The project, slated to run for another five years, aims to produce maps for "a broad swathe of cell types that would be useful to disease research, fund work on specific diseases and develop novel technologies," says John Satterlee, a behavioural geneticist at the National Institute on Drug Abuse in Rockville, Maryland, and one of the coordinators of the project.
A variable response
Some scientists have been wary of the mapping component's 'big science' approach, fearing it will churn out data without ties to the biological questions it is meant to address. Others have questioned the idea that reference maps can be useful to scientists who study specific diseases. Researchers would still have to make their own maps using cells from people without disease, because most studies compare patients to healthy controls who are matched for factors such as age or sex, says John Greally at the Albert Einstein College of Medicine in New York. His projects on epigenomic factors that affect the developing fetus and that cause kidney disease receive funding from the NIH initiative.
Moreover, adds Greally, whereas the four US mapping centres use highly sophisticated techniques to produce their reference maps, individual labs mostly use simpler, cheaper methods to determine epigenetic marks, so comparing their data to the reference maps may be tricky. "Having the [mapping] information is valuable in itself," he says, "but the focus has got to be on how you use this to understand disease."

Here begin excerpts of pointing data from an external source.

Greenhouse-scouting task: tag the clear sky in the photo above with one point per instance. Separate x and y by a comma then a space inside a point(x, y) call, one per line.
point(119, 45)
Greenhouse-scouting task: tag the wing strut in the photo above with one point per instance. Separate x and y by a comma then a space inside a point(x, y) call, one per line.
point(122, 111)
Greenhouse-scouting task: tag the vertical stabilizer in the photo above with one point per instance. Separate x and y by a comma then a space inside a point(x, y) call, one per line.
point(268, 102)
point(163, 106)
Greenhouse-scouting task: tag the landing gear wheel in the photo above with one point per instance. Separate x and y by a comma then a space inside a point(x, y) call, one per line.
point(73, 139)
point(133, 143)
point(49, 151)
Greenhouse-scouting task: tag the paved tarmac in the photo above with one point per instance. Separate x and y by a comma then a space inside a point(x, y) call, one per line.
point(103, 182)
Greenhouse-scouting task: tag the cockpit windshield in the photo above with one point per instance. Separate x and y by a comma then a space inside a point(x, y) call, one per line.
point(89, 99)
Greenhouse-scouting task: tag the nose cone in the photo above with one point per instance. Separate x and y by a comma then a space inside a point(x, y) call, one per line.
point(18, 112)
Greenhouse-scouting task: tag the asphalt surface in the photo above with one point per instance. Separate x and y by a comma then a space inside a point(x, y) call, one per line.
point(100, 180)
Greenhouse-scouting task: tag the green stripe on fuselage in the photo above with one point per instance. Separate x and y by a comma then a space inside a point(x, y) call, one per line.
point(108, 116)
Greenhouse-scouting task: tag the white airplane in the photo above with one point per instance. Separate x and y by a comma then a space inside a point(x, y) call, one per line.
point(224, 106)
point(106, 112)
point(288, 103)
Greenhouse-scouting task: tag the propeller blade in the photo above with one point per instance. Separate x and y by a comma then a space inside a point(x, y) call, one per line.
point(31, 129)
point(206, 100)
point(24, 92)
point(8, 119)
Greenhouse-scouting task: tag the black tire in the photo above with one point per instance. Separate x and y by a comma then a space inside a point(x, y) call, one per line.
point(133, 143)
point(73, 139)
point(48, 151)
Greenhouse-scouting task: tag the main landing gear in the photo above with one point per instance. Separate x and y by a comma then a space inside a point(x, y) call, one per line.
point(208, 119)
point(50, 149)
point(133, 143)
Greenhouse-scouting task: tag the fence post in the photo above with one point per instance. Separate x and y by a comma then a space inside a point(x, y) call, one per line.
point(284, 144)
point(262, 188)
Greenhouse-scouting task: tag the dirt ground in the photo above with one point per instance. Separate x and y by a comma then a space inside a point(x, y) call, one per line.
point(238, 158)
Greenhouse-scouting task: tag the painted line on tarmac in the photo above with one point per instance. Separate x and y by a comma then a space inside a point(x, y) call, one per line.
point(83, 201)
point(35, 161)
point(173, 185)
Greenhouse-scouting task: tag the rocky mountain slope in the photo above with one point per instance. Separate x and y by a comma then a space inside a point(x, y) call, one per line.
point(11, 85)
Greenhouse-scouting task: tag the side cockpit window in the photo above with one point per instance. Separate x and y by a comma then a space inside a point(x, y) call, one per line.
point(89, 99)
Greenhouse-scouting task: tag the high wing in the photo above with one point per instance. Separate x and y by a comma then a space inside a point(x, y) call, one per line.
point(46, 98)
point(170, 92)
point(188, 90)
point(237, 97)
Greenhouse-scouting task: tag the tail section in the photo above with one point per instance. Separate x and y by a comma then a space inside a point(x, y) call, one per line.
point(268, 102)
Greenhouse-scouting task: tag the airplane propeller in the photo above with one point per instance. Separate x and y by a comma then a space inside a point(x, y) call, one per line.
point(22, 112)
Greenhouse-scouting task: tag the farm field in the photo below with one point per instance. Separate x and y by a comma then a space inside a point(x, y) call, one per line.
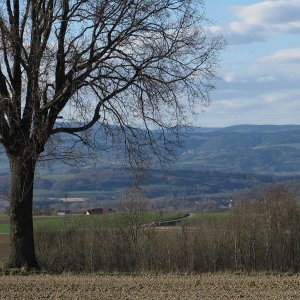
point(206, 286)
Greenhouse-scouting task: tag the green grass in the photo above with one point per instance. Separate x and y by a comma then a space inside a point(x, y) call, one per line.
point(197, 218)
point(102, 221)
point(4, 228)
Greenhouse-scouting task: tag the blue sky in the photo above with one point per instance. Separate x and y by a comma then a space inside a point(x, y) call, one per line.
point(260, 68)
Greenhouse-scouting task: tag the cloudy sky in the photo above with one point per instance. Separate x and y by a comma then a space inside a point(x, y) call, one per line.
point(260, 68)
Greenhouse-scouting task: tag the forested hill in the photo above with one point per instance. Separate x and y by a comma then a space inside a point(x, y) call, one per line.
point(252, 149)
point(214, 163)
point(255, 149)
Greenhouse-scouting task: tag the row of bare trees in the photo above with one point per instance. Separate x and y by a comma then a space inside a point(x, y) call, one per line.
point(261, 235)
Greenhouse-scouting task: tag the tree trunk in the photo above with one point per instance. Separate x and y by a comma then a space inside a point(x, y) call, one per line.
point(22, 251)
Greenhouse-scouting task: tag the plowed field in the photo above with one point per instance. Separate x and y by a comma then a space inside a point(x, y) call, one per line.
point(224, 286)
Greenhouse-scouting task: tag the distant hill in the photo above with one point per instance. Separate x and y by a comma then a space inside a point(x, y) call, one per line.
point(258, 149)
point(214, 163)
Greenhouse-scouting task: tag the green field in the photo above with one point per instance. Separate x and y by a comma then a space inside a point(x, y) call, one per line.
point(91, 222)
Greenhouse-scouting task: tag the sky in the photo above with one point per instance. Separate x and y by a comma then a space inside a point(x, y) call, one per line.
point(260, 67)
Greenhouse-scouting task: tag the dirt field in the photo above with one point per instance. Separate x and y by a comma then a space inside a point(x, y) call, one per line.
point(150, 287)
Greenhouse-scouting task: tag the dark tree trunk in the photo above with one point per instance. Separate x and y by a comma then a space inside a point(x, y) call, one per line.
point(22, 251)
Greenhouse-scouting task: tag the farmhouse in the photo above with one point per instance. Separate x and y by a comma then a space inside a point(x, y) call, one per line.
point(63, 212)
point(98, 211)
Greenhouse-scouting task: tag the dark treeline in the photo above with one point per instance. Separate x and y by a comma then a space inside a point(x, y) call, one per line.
point(260, 235)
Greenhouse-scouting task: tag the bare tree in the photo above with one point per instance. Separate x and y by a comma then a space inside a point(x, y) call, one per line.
point(67, 65)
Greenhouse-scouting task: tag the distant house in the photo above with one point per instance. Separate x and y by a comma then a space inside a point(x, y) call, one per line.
point(98, 211)
point(63, 212)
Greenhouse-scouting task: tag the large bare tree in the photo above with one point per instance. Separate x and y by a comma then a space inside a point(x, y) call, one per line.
point(132, 63)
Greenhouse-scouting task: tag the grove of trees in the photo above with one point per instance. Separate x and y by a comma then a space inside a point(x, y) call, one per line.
point(67, 65)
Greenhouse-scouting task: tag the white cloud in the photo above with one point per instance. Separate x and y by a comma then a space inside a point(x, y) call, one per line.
point(266, 18)
point(284, 56)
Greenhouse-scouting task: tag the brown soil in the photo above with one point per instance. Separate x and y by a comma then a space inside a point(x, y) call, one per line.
point(217, 286)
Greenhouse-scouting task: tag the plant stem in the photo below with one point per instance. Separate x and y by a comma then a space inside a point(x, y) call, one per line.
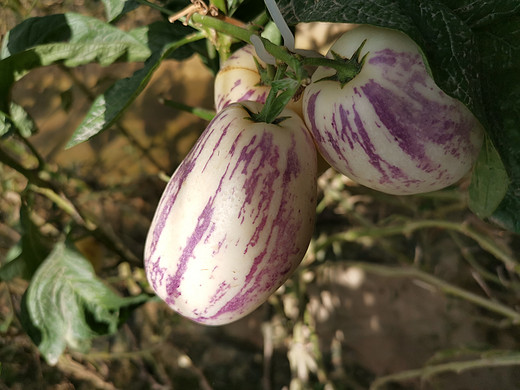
point(505, 359)
point(445, 287)
point(56, 193)
point(200, 112)
point(407, 228)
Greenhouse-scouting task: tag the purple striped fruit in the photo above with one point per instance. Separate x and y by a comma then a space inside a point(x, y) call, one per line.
point(391, 127)
point(238, 80)
point(236, 217)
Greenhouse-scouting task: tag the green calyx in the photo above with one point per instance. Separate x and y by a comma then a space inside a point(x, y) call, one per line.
point(346, 68)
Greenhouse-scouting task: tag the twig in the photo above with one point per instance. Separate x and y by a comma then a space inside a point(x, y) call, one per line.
point(447, 288)
point(408, 227)
point(56, 193)
point(505, 359)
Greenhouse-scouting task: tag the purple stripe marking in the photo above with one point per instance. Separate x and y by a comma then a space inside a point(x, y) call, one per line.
point(265, 275)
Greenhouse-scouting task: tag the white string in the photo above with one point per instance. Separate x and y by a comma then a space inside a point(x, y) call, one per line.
point(276, 15)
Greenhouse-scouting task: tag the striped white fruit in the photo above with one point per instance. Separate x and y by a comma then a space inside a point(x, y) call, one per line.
point(236, 217)
point(238, 80)
point(390, 128)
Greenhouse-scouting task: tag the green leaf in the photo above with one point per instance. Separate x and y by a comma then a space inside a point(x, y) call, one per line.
point(489, 182)
point(444, 38)
point(117, 8)
point(18, 120)
point(473, 49)
point(30, 251)
point(71, 38)
point(67, 305)
point(108, 107)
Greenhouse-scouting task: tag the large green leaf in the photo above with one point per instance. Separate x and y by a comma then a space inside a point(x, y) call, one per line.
point(116, 8)
point(473, 49)
point(72, 38)
point(30, 251)
point(489, 183)
point(67, 305)
point(108, 107)
point(17, 120)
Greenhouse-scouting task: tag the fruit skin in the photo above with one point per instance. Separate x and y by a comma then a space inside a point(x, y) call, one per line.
point(238, 80)
point(390, 128)
point(236, 217)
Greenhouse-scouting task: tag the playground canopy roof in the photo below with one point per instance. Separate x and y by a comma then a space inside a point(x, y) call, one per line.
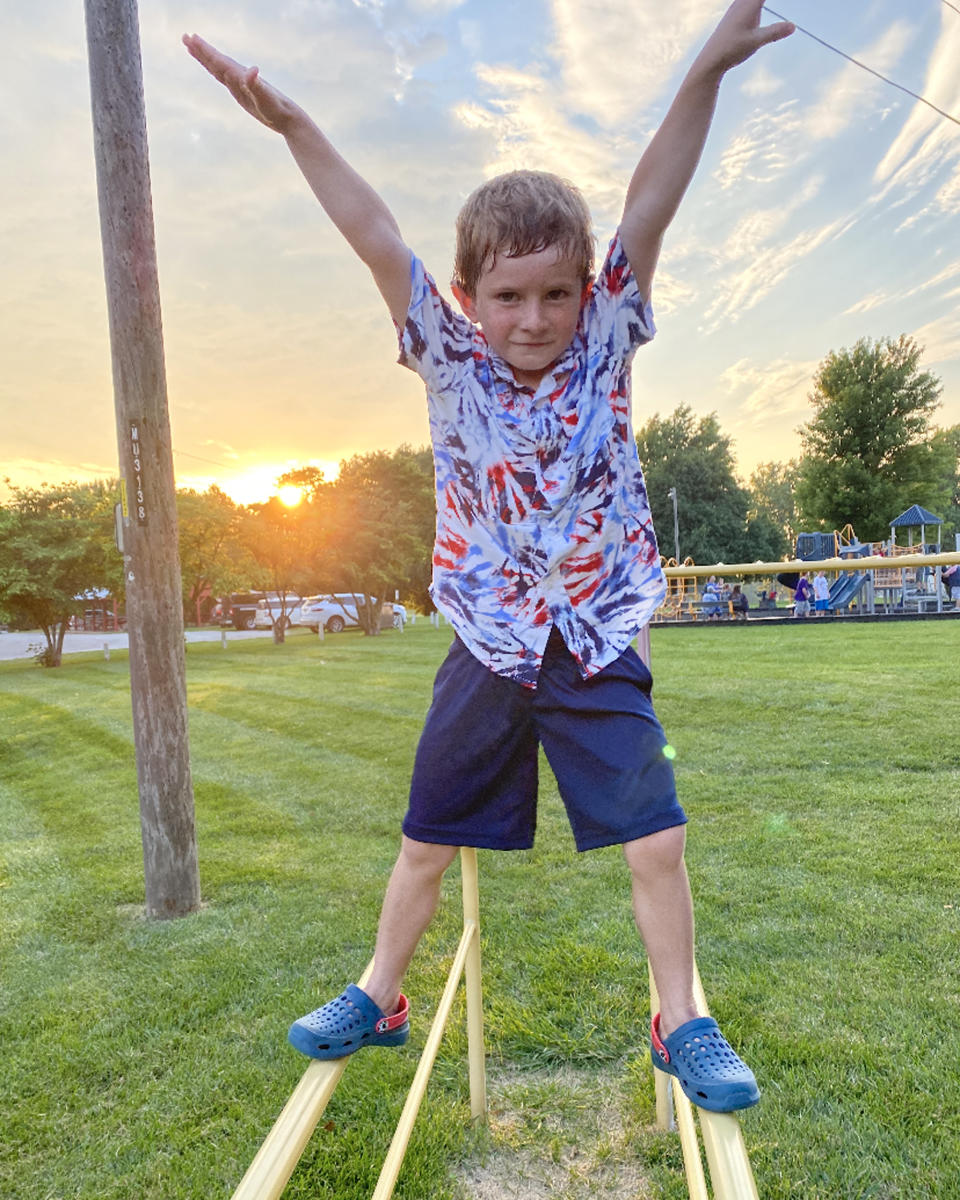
point(915, 516)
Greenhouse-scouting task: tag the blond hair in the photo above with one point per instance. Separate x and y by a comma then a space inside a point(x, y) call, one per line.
point(521, 213)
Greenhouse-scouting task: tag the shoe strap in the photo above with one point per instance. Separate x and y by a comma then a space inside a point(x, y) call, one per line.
point(387, 1024)
point(657, 1041)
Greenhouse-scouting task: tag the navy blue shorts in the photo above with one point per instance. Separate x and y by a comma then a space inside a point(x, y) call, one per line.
point(474, 778)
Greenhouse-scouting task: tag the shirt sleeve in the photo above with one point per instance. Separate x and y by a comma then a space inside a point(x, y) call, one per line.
point(616, 316)
point(435, 341)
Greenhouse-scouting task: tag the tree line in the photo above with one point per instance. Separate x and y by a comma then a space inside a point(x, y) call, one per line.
point(869, 451)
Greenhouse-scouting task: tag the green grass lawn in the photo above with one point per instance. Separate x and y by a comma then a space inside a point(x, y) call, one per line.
point(820, 766)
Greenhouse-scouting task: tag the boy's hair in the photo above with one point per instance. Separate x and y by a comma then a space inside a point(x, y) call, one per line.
point(521, 213)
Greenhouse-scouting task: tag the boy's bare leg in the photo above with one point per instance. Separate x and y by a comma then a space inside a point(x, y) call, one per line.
point(664, 913)
point(408, 906)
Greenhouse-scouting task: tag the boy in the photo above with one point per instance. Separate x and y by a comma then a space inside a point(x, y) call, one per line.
point(545, 561)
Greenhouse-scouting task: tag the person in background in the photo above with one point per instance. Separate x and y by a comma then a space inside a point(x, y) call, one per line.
point(821, 593)
point(802, 597)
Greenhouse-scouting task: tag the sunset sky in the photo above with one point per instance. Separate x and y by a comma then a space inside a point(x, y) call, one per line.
point(827, 209)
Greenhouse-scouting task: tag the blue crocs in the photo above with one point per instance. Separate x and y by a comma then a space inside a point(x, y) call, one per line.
point(708, 1069)
point(347, 1024)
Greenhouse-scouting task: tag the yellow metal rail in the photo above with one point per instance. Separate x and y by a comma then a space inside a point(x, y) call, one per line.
point(873, 562)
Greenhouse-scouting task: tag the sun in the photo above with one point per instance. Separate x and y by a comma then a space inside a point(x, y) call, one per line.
point(289, 496)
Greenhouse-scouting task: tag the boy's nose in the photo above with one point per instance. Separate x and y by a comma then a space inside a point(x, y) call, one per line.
point(534, 316)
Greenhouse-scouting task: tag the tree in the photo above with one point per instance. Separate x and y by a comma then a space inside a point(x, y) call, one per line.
point(211, 559)
point(695, 457)
point(282, 546)
point(772, 496)
point(377, 521)
point(57, 546)
point(870, 451)
point(948, 443)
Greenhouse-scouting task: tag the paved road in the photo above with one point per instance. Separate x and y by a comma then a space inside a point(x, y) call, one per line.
point(24, 646)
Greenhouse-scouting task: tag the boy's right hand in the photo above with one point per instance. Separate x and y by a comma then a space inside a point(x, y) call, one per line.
point(251, 93)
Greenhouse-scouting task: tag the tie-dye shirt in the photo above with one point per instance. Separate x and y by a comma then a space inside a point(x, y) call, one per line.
point(541, 513)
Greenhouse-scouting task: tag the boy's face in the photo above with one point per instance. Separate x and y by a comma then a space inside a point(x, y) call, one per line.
point(528, 309)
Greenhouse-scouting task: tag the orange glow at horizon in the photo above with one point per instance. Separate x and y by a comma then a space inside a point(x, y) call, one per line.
point(257, 484)
point(289, 496)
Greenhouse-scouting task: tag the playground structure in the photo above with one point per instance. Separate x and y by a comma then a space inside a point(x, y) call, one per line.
point(875, 576)
point(277, 1157)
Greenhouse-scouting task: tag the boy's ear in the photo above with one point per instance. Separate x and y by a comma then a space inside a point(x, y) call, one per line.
point(465, 301)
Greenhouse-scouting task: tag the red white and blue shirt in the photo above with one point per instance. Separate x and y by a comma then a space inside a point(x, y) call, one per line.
point(541, 511)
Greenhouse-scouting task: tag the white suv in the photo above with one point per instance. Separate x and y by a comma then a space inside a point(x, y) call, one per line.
point(337, 611)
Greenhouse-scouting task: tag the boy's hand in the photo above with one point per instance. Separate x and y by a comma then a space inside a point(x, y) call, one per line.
point(739, 35)
point(251, 93)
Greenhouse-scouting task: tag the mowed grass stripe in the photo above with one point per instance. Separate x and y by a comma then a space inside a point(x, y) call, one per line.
point(820, 768)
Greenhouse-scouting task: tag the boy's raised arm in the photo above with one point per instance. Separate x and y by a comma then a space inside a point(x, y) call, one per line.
point(669, 162)
point(351, 203)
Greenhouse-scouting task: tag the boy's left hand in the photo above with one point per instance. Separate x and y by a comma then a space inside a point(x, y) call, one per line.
point(739, 35)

So far, the wider community of researchers has largely been unaware of the effort's existence. "We've sort of been in stealth mode," says Joseph Ecker, a plant and molecular biologist at the Salk Institute for Biological Studies in La Jolla, California, whose lab is working with a mapping centre to produce reference maps of DNA methylation. The newly released data should push the project to a point where the information can be widely used by researchers in different fields, he says.
Satterlee notes that the mapping component is just one arm of the project, making up about $57 million of its total budget. The rest of the money is going to individual investigator grants, 53 of which have already been awarded. Indeed, says cell biologist Benjamin Tycko of Columbia University in New York, whose work on the role of DNA methylation in Alzheimer's disease is funded by the project, "they've actually adopted a small lab approach" by funding research in labs with expertise on different diseases.